What you should not do is return a constant like -1 regardless of arguments:
[10, 2].sort((a, b) => -1); // ❌ tells the engine "a first" no matter what a is
That makes no sense as a comparison ("a is always less than b, even when a and b are swapped"). The engine doesn't error — it just trusts you — and the result becomes a quirk of which order the engine happened to call your function. Don't write comparators like that. Always make the answer depend on a and b.
The good news: subtraction is naturally consistent. a - b and b - a are mirror images, so it works no matter which order the engine calls the comparator.

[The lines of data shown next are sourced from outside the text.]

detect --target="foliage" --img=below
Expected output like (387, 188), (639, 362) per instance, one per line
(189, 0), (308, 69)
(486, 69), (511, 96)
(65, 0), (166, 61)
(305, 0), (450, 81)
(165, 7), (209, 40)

That is why the next section is about subtraction.
Why subtraction?
Subtraction is a quick trick to produce that signed number.
a - b is negative ⇒ a is smaller ⇒ a comes first
a - b is positive ⇒ a is bigger ⇒ b comes first
a - b is zero ⇒ equal ⇒ keep order
If you want ascending (small to big), use a - b.
If you want descending (big to small), flip it: b - a.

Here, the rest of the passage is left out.